Maurice laughs when asked about Ward’s development, making no bones about his bond with goalies, giving all the credit to Barrasso.
“I say hi to Cam in the morning when we meet at the coffee machine and say “great job last night” and that’s the extent of it,” Maurice said. “The extent of my relationship with goaltenders is ‘stop the puck.”’
If you’ve attended a practice this season, Ward and Barrasso often stay on the ice after most players head to the locker room, working on a drill or two to keep improving Ward’s development. And like some of his comments, most of Barrasso’s drills for his pupil are quick and productive. In golf terms, Ward doesn’t stay on the range beating hundreds of balls.
“The beauty of doing the drills is they are not over-kill,” Ward said. “You’re not standing in there taking repetitive shots. He tries to make a point. You do a couple of drills and that’s it. That’s how you stay fresh.”
Barrasso, who at 43 looks like he could still stop his share of pucks, spends his time during games in the press box, charting Ward’s play, then breaking it down into a short video in which the two review together.

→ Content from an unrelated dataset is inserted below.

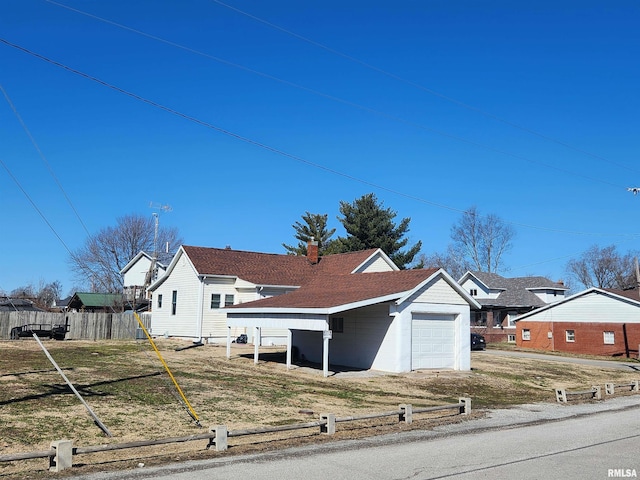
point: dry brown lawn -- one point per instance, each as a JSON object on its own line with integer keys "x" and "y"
{"x": 125, "y": 385}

“When I watch the games upstairs I make notes virtually every time Cam touches the puck or is involved in the play,” Barrasso said. “I will condense that down in my computer to maybe a six-minute video that we sit down and go through the game he played the night before. It gives him a little bit of closure and it gives him a little bit of positive reinforcement of how he looks when he’s playing well, how he looks when he’s doing things right. To me, that’s a real positive way to teach. He’s obviously a fantastic goalie, but he’s also a very good student.
“When we go through the video together we see things very similarly so when I have something that is critical of his game I don’t think it’s a shock to him, I think he knows it’s coming,” added Barrasso. “That kind of honesty leads to a trusting relationship. We’re not contemporaries, I’m significantly older, but the best thing I can say about our relationship other than Cam’s a professional is he wants to learn, he wants to be better. You can’t instill that in anybody. If they don’t have that in you it’s going to be very difficult to achieve success.”
While Ward has improved technically under Barrasso’s instruction, particularly with his stick-handling, which was one of Barrasso’s strong suits as a star goalie, Ward has made his greatest strides in his mental development as a No. 1 goalie.
“It’s hard work to be focused and to be sharp all the time,” Barrasso said. “With this stretch he’s been on recently you’ve seen a level of consistency night in and night out that was not as readily noticeable a year ago, and yet he still had a great run at the end of last year. This year, he’s learned so much about himself, so he’s probably finding it easier to play at this level than he did a year ago.
“My biggest point I make to him and one of the lines I use is: ‘Be prepared to be great.’ And when I see that it makes me happy because I know his mind is engaged in the game, his body is engaged in the game and he’s putting himself in position to be a great goaltender because that’s what he really is.”